Raina tergelak pelan, menjadi personal assistant Diajeng Ayu Sekar Maheswari—Aktris dan model ternama Indonesia—berarti ia harus siap mengatur jadwal Sekar sehari-hari, menemani Sang Aktris kemanapun ia pergi, serta menjadi pendengar setia dikala waktu luang atau jeda suatu acara.

“Mungkin Mas Hestamma memang sedang sibuk, Ibu. Bulan lalu 'kan Ibu bilang kalau Mas Hestamma mau bangun start-up bareng anaknya Bu Lindaweni.”

“Iya juga… Tapi ini ketemu maminya sendiri loh, Rai. Masa saya harus telepon berkali-kali demi sekadar ngajak lunch atau dinner anak saya sendiri. Udah ngalah-ngalahin artis aja itu anak!” Sekar bersungut-sungut.

Raina merasa iba, selalu berada disekitar Sekar membuatnya paham kalau akhir-akhir ini intensitas pertemuan Sekar dengan anak semata wayangnya—Hestamma—memang bisa dikatakan sangat jarang. Untuk ukuran hubungan ibu dan anak, hal ini tentu tidak bisa dibilang wajar. Maksudnya… Sesibuk apapun Hestamma, bukankah aneh kalau ibunya sendiri sampai kesulitan untuk sekadar menemuinya.

“Ibu mau saya kosongkan jadwal untuk minggu depan? Siapa tahu Mas Hestamma bisa diajak lunch atau dinner?” Raina menawarkan.

Sekar terlihat berpikir sejenak, “Nanti deh, Rai. Saya coba tanya Tamma dulu, kapan dia ada waktu luang. Sekalian saya pengen ajak Bapak, kan enak kalau bisa kumpul bertiga.” “Nanti kalau udah dapet waktunya, saya kabarin kamu biar bisa kosongin jadwal saya,” lanjutnya.

“Siap, Ibu. Saya tunggu kabar baiknya,” Raina tersenyum manis.

Sekar terkekeh mendengar ucapan Raina, diusapnya pelan pundak wanita muda yang sudah ia anggap sebagai anaknya sendiri. “Kamu habis ini langsung pulang aja, ya, Rai. Nanti saya juga langsung pulang bareng Bapak habis selesai dinner.

Raina mengangguk dan mengacungkan jempol.

Ketika waktu menunjukkan pukul 19:20 WIB, sopir pribadi Sekar datang menjemput. Raina mengantarkan Sekar hingga ke lobi, mereka sedang berada di gedung salah satu saluran televisi nasional, acara terakhir Sekar tadi adalah syuting talk show dalam rangka promosi film terbaru Sekar yang akan tayang di layar lebar pada bulan depan.

“Saya duluan, ya, Rai. Kamu langsung pulang loh, istirahat!” Sekar berpamitan dan memeluk Raina sekilas.

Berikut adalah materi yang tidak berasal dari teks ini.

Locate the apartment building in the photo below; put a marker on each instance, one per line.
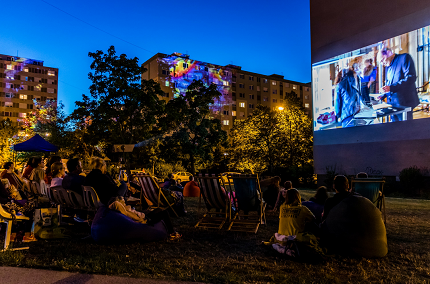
(23, 80)
(242, 90)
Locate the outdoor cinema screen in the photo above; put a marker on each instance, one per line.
(385, 82)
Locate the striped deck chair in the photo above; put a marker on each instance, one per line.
(248, 198)
(153, 193)
(218, 204)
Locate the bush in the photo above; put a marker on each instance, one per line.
(412, 179)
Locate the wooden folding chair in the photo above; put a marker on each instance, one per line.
(6, 217)
(248, 198)
(372, 189)
(153, 193)
(218, 203)
(91, 199)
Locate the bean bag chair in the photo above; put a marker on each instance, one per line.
(112, 226)
(355, 226)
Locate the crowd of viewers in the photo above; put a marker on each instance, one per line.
(297, 217)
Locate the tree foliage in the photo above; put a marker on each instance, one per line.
(122, 108)
(196, 134)
(270, 139)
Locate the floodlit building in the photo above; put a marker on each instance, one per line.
(242, 90)
(23, 80)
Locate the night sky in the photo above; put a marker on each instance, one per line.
(265, 37)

“Siap, Ibu. Semoga acaranya lancar. Titip salam buat Bapak,” Jawab Raina.

Sekar mengangguk dan mengusap rambut Raina yang terjatuh di bahu, “Saya mau pacaran sama papinya Tamma, kamu kalau habis ini mau pacaran ya nggak apa-apa.”

Raina terkekeh canggung, “Hehehe, nggak deh, Ibu. Saya mau pulang aja, nggak punya pacar.”

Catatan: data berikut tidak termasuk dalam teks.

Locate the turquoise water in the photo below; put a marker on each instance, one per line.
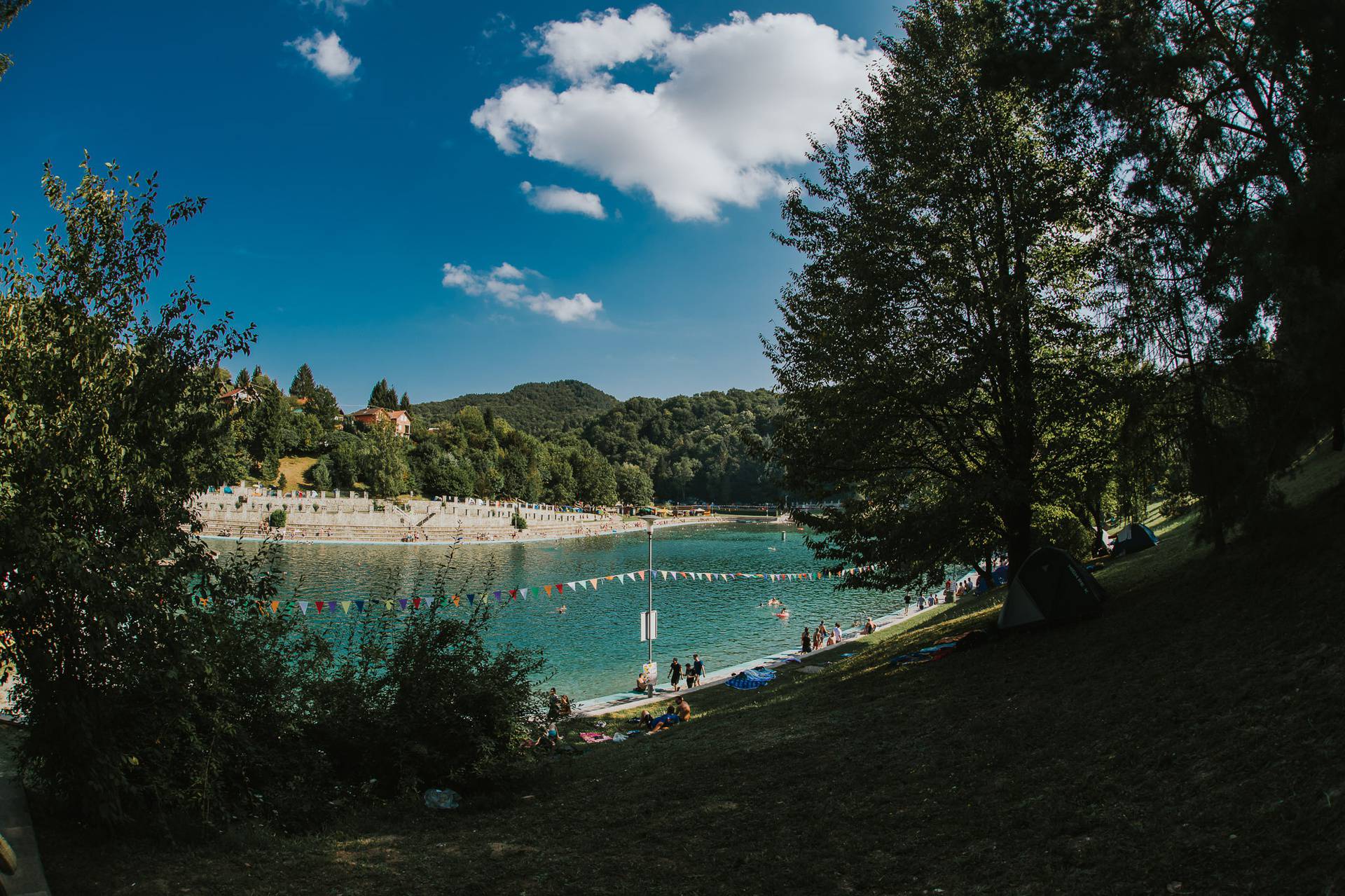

“Punya juga nggak apa-apa loh, Rai. Cantik begini kalau nggak pacaran rugi!” Sekar masih berusaha menggoda Raina.

“Eh, Ibu sudah ditunggu Bapak, loh,” Raina tiba-tiba mengganti topik pembicaraan.

Sekar tertawa dan memukul pelan pundak Raina, “Paling bisa ganti topik. Yaudah, saya beneran berangkat ini. Kamu pulangnya hati-hati! Sampai ketemu besok, ya!”

Raina melambaikan tangan ketika Sekar akhirnya masuk ke dalam mobil lalu mobil mewah itu menghilang ditengah padatnya jalanan pada malam itu.

Raina merenggangkan otot-ototnya, saat jadwal sudah berakhir seperti ini, rasa lelah akibat seharian bekerja baru terasa menggerogoti tubuhnya. Sepertinya memang Raina harus segera pulang ke kostnya dan beristirahat.

Raina menggeliat pelan ketika merasakan beban di perutnya. Ia menyipit, mencoba membuka mata perlahan.

“Sayang, kebangun?”

Raina sontak menoleh, ditengah kegelapan kamarnya, ia masih bisa mengenali wajah seseorang yang kini berbaring di belakangnya.

“Hestamma?”

Wajah itu mendekat, mencium pelipis Raina dan mengeratkan pelukannya yang sedari tadi melingkari perut Raina, “Iya, ini aku.”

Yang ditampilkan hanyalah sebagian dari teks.